Meet the MBA Class of 2025: Christa Zacharia, IESE Business School

Christa Zacharia

IESE Business School at the University of Navarra

“City-shaper with big ambitions in the business world.”

Hometown: Wagga Wagga, Australia

Fun Fact About Yourself: During Covid lockdown, I learnt every lyric to Hamilton The Musical.

Undergraduate School and Major: University of Sydney, Bachelor of Civil Engineering and Architecture.

Most Recent Employer and Job Title: Lendlease, Senior Development Manager in London.

What makes the case method so attractive as a means to learn and become a better manager? The case method is an effective way of learning that places you at the heart of real-life business problems. It compels you to consider, “What would I do in this situation?” Reading and preparing each case before class is engaging, as each case is unique regarding the industry and the specific challenges faced. However, the actual learning experience happens in the classroom, where professors challenge and encourage debates among classmates. Often, I have arrived at class with a particular perspective only to have it changed by the discussion. The process brings forth new viewpoints and encourages self-reflection and growth, ultimately making us all better managers.

What has been your favorite part of Barcelona so far? What has made it such a great place to earn an MBA? Barcelona has incredible architecture, food and weather. However, my favorite part is the local culture! It seems there is a street festival or parade every week, like the Gracia festival in the summer. With beaches and mountains, it has something for everyone.

Aside from your classmates and location, what was the key part of the IESE Business School MBA programming that led you to choose this business school and why was it so important to you? The combination of the two-year program and the case method made IESE my first choice. After working for ten years, I wanted time to reflect on my goals and explore different career paths while learning through cases in a dynamic classroom setting. From a non-academic perspective, the mission of the school to develop leaders who will have a positive, long-lasting impact on their communities resonated with me. These values are reflected in the alums, who are incredibly generous with their time and guidance.

The IESE MBA is known for heavy reading and rigorous academics. Has the program lived up to its reputation? What advice would you give to first-years to help them thrive in the early months of the program? Yes, the IESE MBA has lived up to this reputation so far! From the first week, the intensity is there. Preparing three cases a day is very difficult, so you need to leverage your team to make the most out of each class. I think this intensity is the best training for life after the MBA, where we will likely be in roles where we need to prioritize and decide where to use our limited time effectively. For incoming students or first-years, the best advice I can give is to be willing to work hard and remember to enjoy the ride.

What course, club or activity have you enjoyed the most so far at IESE? I enjoyed the Decision Analysis course in the first term, where we covered both prescriptive and intuitive decision-making. The content covered how to make mathematical-based decisions, but also recognize the psychology behind our choices, like our own biases towards risk. One of my favorite cases was the COVID pandemic; learning how this crisis was analyzed by governments and managed differently around the world.

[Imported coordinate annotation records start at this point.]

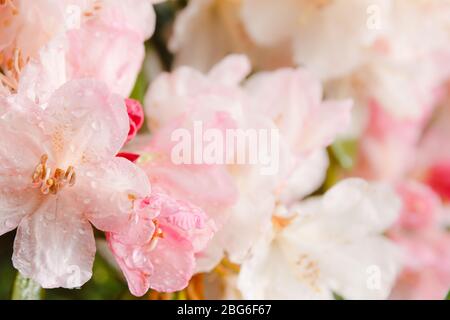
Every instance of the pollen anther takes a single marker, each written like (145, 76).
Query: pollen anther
(51, 183)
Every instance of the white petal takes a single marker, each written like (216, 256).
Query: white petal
(55, 246)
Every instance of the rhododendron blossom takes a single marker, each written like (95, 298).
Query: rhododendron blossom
(298, 257)
(225, 149)
(58, 173)
(157, 248)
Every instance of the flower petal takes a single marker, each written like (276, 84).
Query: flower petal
(109, 190)
(86, 123)
(55, 246)
(20, 151)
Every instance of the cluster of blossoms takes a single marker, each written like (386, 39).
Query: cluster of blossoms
(75, 153)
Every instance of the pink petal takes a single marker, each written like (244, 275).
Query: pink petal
(173, 262)
(20, 151)
(136, 116)
(109, 190)
(55, 246)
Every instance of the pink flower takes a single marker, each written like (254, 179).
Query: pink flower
(425, 245)
(388, 145)
(439, 179)
(288, 101)
(420, 206)
(426, 275)
(101, 39)
(58, 172)
(157, 248)
(136, 115)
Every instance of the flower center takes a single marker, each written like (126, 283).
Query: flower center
(51, 182)
(158, 234)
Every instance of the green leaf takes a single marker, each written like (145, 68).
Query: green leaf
(26, 289)
(344, 151)
(140, 88)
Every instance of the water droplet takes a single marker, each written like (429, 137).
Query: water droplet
(95, 125)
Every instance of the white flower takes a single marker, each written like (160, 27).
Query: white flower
(330, 244)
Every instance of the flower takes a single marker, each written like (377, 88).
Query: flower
(325, 245)
(424, 242)
(98, 39)
(136, 115)
(288, 101)
(157, 248)
(58, 172)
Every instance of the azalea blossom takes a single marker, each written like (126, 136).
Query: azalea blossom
(59, 173)
(100, 39)
(291, 106)
(327, 245)
(157, 248)
(425, 245)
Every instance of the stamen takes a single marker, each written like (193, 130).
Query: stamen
(14, 9)
(42, 177)
(157, 234)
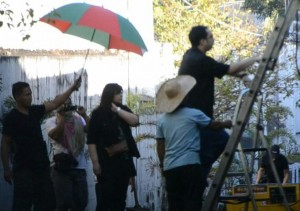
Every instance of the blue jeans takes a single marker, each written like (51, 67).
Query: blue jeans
(213, 143)
(184, 188)
(33, 190)
(71, 189)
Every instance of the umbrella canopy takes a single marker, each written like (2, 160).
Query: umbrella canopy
(98, 25)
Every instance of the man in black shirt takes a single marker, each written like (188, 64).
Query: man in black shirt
(22, 133)
(205, 69)
(281, 164)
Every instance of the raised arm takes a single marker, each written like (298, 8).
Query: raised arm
(57, 132)
(237, 67)
(60, 99)
(215, 125)
(5, 150)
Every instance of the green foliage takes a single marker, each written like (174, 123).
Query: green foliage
(1, 82)
(10, 19)
(236, 33)
(138, 106)
(266, 8)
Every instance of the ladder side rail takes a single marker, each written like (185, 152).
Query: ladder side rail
(255, 139)
(239, 102)
(247, 177)
(267, 63)
(274, 171)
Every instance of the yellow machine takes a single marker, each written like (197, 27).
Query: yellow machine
(267, 198)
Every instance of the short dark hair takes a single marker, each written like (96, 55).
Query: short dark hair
(109, 91)
(196, 34)
(17, 88)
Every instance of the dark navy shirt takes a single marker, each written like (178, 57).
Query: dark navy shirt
(204, 69)
(29, 148)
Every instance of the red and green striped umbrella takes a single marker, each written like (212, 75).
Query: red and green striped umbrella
(98, 25)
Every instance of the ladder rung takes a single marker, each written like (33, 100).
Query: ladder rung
(242, 198)
(236, 174)
(254, 150)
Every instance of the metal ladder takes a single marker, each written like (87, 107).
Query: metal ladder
(248, 169)
(268, 62)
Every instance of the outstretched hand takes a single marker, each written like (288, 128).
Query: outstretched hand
(77, 83)
(227, 124)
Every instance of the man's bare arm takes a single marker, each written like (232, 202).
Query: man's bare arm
(60, 99)
(5, 150)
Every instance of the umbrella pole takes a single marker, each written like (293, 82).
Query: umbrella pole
(87, 52)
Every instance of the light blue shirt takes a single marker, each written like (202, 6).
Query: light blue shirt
(180, 130)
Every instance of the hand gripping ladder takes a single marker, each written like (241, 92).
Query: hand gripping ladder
(267, 63)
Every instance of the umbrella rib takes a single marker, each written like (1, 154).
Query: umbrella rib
(88, 49)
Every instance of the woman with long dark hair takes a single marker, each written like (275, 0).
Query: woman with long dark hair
(111, 146)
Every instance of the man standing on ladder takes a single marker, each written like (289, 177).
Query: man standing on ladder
(205, 69)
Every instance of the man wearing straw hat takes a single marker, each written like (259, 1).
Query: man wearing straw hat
(178, 146)
(205, 69)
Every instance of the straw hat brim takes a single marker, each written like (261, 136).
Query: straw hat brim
(167, 104)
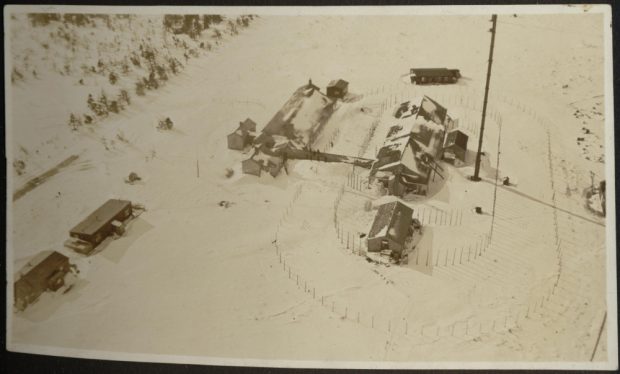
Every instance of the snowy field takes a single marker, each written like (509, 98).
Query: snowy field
(276, 274)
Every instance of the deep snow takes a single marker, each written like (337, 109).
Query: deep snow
(194, 278)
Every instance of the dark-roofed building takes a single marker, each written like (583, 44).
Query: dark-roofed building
(247, 125)
(101, 223)
(337, 88)
(243, 136)
(455, 147)
(391, 228)
(434, 75)
(408, 156)
(46, 274)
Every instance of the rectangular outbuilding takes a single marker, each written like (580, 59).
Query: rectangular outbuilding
(455, 147)
(391, 228)
(47, 273)
(434, 75)
(99, 224)
(337, 88)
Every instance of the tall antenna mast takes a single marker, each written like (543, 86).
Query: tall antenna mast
(476, 176)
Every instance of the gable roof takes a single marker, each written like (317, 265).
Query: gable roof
(413, 143)
(432, 72)
(42, 269)
(340, 83)
(247, 125)
(100, 216)
(392, 220)
(457, 138)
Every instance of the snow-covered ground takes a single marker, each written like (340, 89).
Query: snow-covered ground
(276, 275)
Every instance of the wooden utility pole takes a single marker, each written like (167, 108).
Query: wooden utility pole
(476, 176)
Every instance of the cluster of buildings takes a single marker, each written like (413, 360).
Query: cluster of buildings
(408, 159)
(291, 131)
(47, 271)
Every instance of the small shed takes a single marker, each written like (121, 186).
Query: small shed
(100, 223)
(251, 166)
(434, 75)
(337, 88)
(46, 273)
(243, 136)
(248, 125)
(455, 147)
(236, 140)
(391, 228)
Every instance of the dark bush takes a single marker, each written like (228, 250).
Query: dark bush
(43, 19)
(140, 86)
(113, 78)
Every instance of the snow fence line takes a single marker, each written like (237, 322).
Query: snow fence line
(464, 329)
(537, 304)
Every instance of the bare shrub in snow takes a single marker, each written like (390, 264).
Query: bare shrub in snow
(16, 76)
(43, 19)
(112, 78)
(232, 28)
(209, 19)
(19, 166)
(74, 122)
(123, 98)
(165, 124)
(140, 86)
(161, 72)
(135, 59)
(132, 178)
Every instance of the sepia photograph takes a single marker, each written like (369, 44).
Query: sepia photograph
(313, 187)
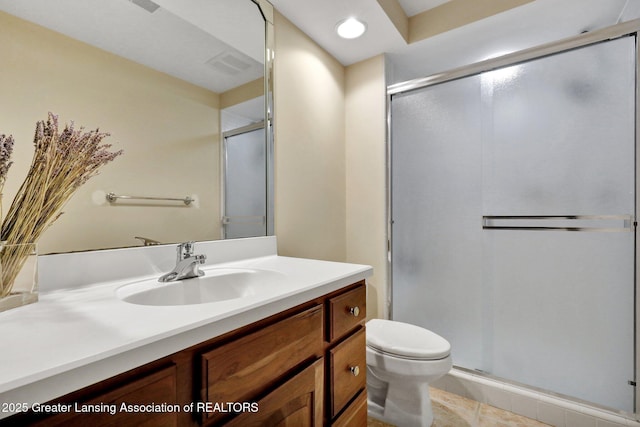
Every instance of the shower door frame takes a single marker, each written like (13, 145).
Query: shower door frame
(631, 28)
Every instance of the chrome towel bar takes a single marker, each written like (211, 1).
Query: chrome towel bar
(606, 223)
(112, 198)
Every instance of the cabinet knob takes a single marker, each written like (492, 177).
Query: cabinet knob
(355, 371)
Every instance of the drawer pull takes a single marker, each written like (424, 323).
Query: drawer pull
(355, 370)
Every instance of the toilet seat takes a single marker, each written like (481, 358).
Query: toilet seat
(406, 341)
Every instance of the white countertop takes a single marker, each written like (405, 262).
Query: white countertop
(76, 337)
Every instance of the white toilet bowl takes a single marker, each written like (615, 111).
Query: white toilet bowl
(402, 360)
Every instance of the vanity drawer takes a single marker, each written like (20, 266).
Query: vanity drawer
(346, 312)
(347, 370)
(243, 369)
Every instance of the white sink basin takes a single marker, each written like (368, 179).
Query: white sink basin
(219, 284)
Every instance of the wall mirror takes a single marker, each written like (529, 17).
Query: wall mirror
(174, 83)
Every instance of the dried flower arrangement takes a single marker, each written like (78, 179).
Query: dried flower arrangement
(62, 162)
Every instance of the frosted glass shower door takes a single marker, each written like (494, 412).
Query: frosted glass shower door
(245, 184)
(558, 204)
(436, 210)
(512, 218)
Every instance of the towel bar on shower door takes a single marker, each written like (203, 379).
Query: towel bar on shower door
(600, 223)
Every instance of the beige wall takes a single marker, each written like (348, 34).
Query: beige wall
(155, 118)
(366, 177)
(330, 157)
(309, 147)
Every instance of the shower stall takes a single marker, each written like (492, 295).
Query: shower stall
(513, 214)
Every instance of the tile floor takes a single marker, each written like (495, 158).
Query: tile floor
(451, 410)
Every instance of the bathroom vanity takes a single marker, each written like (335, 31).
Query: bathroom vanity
(295, 356)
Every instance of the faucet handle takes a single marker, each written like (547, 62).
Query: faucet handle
(185, 250)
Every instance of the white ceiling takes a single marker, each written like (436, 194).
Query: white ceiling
(534, 23)
(192, 40)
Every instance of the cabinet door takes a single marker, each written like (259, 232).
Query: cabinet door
(296, 403)
(348, 373)
(247, 367)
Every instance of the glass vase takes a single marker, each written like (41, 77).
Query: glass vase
(18, 275)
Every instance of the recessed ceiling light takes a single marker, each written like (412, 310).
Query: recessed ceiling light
(351, 28)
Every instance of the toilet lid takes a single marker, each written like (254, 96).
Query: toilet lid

Describe your biggest accomplishment in your career so far: I was the lead structural engineer on a community building in Sydney, Australia, with world-renowned Japanese architect Kengo Kuma. I started on the project when it was just a scribble on a page and followed it through to when the doors opened to the public four years later. It was gratifying to see something I worked on for years being completed and enjoyed by the local community, when they were visiting the library, childcare centre or the food stalls and restaurants.

Describe your biggest accomplishment as an MBA student so far: During the Communications course in the first week of my MBA, I was chosen by the professor to lead a plenary session on storytelling. With no pre-warning, over the next 30 minutes, I gathered my classmates’ responses to 10 questions that were written on the board. This experience taught me that being an IESE professor is not an easy job, as they have to pick different students, listen, write, and think of what to say next – all at the same time. However, it was a unique and unexpected experience that gave me the confidence to speak up during case study classes for the remainder of the first term.

What has been your best memory as an MBA so far? My best memories so far are all of the social events we have had celebrating everything from the diverse cultures of our classmates, like an Argentinian Asado and Nigeran independence party, to the end of Term 1 Ball with all the first-year students. The student clubs also organize many fantastic events throughout the year, like the Women in Business Conference, and Career Treks to cities worldwide.